I long for such divinity
as if I would be lost forever
without it. I lose myself
for it, find myself beyond it:
here I am. Thus, I am.


When The Check Gets Here

When the check gets here
we will open the front door
For the first time in days
we’ll go outside to the sunlight

(that’s been here all along
but which has felt more like the agent
of exposure and threat
of relegation to the street

than the giver of life and joy)
When the check arrives we will dance
the grocery dance and sing the song
of the one small luxury for each of us

bought alongside the staples we will take home
to our empty shelves that have whispered of death
every time we have passed them
for — who can recall the full amount of time?

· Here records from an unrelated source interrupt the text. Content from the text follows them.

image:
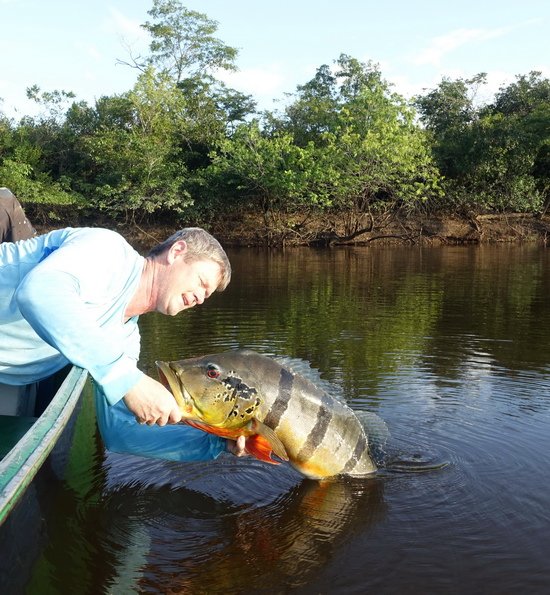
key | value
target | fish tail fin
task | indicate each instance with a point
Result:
(260, 448)
(377, 433)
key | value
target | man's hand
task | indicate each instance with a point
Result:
(237, 447)
(152, 403)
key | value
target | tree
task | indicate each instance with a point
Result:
(184, 43)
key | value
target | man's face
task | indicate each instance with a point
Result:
(185, 284)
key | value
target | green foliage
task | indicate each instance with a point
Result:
(135, 160)
(345, 143)
(181, 141)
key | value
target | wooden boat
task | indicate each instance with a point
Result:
(25, 442)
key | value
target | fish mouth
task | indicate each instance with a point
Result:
(170, 380)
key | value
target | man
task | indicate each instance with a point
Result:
(14, 225)
(74, 296)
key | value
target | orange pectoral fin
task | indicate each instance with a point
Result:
(260, 448)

It has seemed like forever
or maybe a month of those
When the check comes we might heat the house
We might leave a light on all night by mistake

and not curse it in the morning
Maybe we will offer the good cat food
two days in a row
and rejoice in the purring

We will stare at the gas gauge
a little less carefully and turn off 
the calculator nagging inside
for today anyway

When the check comes in
we might swear to never get this low again
When the check comes in 
we might swear to never ever getting this low again

Every check’s a prayer these days — 
not an answer to a prayer but a prayer itself
We fold our hands around it and ask it
to take away pain and give us hope

to free us from the tyranny of barely getting by
and the guilt we feel for buying one small luxury
The side-eye from the people in the stores who see it
in our carts otherwise full of shame

They might be suffering too
whenever they’re waiting for their next check
but we look at them the way they look at us
and somehow forget that all of us

are in this by someone else’s design


Where Is The Center?

Where is the center?

There were solid dreams there once.
It held stone and tree;

sheltered fox, eagle, and all the hope
of the ocean.
It was 
the paradox of sky above us
whose origin is in our depths.

We sold it cheap for false peace.
Handed it off for promises of distant wealth. 

In its place, a deep hole light can’t crack. 
A cavern that once held a molten core
now glimmers with rime ice.

When the wind whistles
across the mouth of that pit?
What a thin dirge.
We pass through, singing along.

When we catch each others’ eyes,
it’s all we can do to stifle our screams.